State Public Health Director Reports 2nd Probable Case of Meningitis in Illinois Associated with Multi-state Outbreak – Investigation Ongoing
CHICAGO – Illinois Department of Public Health (IDPH) Director Dr. LaMar Hasbrouck is reporting a second probable case of fungal meningitis associated with the use of an epidural steroid injection medication. The investigation is ongoing.
Similar to the first probable case reported in October, the most recent probable case is a Chicago resident who received an epidural steroid injection from one of three implicated lots of methylprednisolone acetate originally recalled by the New England Compounding Centers (NECC). The person received the injection at one of the three APAC Centers for Pain Management that received the recalled medication. The person received the injection during the exposure period set by the Centers for Disease Control and Prevention (CDC) – May 21 through September 26, 2012 – and is undergoing further testing and treatment.
"IDPH continues to work with local and federal officials investigating the multi-state meningitis outbreak,” said Director Hasbrouck. “We are still encouraging anybody who has received an epidural steroid injection and is experiencing fever, headache, stiff neck, sensitivity to light, new numbness or weakness, or slurred speech, to see a doctor immediately. This type of fungal meningitis is not contagious."

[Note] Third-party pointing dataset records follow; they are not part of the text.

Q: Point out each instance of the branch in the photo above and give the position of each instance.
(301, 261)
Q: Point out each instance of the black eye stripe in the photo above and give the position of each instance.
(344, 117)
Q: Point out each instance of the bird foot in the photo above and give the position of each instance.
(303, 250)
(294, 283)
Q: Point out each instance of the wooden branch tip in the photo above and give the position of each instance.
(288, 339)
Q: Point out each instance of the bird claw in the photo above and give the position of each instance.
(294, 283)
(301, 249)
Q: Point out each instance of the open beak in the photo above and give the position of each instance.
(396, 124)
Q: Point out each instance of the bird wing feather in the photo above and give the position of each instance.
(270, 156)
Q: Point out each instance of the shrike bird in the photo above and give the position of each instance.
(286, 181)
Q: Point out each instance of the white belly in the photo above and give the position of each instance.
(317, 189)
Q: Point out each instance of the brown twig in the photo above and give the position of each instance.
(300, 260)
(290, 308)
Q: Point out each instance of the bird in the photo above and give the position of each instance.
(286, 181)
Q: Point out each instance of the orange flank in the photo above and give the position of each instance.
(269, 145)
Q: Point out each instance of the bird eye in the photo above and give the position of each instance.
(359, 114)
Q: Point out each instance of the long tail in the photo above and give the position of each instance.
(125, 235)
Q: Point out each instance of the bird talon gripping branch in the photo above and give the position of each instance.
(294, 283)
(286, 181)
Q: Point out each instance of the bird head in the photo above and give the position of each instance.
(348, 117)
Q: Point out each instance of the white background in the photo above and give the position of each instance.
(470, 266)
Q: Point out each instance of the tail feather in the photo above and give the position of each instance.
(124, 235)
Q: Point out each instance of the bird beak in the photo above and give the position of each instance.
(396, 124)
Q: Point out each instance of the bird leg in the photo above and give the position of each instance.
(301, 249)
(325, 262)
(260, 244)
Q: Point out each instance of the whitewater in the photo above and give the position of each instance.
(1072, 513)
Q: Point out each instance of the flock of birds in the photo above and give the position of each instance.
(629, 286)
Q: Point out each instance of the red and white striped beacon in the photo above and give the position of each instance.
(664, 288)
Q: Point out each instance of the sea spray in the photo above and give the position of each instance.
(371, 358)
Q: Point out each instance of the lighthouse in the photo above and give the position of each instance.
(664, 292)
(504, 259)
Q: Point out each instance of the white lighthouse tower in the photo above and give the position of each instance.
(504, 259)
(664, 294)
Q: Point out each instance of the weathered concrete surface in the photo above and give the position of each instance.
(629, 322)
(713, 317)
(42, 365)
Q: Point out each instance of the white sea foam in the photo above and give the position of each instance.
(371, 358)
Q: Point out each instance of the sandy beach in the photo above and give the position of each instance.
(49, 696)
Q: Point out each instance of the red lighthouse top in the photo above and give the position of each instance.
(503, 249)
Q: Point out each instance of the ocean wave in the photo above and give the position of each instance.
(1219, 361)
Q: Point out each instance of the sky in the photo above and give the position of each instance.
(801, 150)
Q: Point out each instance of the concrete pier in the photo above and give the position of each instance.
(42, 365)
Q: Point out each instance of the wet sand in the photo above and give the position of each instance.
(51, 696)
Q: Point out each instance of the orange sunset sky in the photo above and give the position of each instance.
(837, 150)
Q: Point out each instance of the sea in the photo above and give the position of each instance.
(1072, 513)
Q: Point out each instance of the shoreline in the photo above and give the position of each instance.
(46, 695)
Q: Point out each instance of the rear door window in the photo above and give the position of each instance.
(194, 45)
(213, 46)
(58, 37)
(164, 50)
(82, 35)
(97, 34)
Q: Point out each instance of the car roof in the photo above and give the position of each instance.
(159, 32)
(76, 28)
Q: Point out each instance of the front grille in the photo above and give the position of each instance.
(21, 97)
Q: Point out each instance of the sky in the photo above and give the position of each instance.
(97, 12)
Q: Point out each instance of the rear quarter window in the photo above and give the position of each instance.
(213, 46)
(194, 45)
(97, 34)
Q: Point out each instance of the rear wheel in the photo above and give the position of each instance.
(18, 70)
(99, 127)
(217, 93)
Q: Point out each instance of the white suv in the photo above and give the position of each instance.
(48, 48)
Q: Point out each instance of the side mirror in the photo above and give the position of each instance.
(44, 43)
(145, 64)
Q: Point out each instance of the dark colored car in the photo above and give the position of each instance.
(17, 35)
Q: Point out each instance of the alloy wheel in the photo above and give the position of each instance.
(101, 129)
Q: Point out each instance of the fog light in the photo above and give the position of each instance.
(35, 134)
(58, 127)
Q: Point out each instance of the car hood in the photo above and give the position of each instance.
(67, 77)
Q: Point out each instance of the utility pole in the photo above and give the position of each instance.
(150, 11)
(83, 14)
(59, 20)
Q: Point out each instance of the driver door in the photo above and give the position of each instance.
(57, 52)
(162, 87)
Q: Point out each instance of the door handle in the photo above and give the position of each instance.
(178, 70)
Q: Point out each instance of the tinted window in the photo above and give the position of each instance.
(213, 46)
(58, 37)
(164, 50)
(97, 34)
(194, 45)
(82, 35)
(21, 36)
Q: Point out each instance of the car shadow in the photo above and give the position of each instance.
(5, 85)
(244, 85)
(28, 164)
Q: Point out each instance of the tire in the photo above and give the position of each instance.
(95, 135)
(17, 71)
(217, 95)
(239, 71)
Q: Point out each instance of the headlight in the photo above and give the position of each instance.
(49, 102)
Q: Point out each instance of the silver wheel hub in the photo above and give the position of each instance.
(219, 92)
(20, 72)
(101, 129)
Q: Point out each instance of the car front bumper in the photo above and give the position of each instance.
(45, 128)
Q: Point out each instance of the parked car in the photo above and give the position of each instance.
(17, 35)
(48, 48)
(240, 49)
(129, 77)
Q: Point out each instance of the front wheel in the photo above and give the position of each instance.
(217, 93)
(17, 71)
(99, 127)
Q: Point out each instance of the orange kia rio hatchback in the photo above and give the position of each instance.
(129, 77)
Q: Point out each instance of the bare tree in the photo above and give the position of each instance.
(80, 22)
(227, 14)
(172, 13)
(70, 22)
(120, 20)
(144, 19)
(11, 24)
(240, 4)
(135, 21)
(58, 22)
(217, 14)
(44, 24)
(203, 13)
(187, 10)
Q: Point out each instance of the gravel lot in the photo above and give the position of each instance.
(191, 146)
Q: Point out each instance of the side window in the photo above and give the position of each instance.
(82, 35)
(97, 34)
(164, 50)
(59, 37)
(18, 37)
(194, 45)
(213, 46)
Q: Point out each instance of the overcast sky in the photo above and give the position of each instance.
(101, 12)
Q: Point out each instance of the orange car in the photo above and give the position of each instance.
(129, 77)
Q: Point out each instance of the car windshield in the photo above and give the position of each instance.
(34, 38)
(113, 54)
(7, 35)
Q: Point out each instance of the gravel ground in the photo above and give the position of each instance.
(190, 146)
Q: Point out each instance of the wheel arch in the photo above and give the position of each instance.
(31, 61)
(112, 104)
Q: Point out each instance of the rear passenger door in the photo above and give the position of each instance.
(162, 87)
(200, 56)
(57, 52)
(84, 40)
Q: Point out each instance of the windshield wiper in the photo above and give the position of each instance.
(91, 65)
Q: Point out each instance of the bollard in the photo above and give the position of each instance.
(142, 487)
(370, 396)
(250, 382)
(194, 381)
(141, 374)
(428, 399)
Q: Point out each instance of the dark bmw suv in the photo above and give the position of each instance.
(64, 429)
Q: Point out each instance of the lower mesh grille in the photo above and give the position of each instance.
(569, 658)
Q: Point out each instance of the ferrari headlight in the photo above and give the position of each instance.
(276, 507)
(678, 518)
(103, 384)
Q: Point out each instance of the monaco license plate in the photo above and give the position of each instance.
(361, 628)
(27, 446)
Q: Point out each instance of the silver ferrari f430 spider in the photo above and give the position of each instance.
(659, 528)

The CDC and Food and Drug Administration (FDA) investigation found fungal contamination of methylprednisolone acetate in three lots produced by NECC. The company has since recalled all of its products going back to January 1, 2012, and the Illinois Department of Financial and Professional Regulation (IDFPR), suspended NECC’s pharmacy license in October. Additionally, CDC and FDA have reported that product testing has identified bacterial contamination in unopened vials of other products that were distributed and later recalled by NECC on October 6, 2012.
In October, IDPH and FDA also alerted health providers statewide to contact patients who received any injectable products purchased from or produced by NECC after May 21, 2012, including an injectable ophthalmic drug used in conjunction with eye surgery, and a cardioplegic solution.
The FDA and CDC continue to investigate the multistate outbreak of fungal infections among patients who received a steroid injection with the potentially contaminated product, methylprednisolone acetate, produced by NECC. As of November 2, 2012, the CDC reported 404 cases in 19 states, including 29 deaths. Patients who received implicated lots of methylprednisolone acetate have already been notified.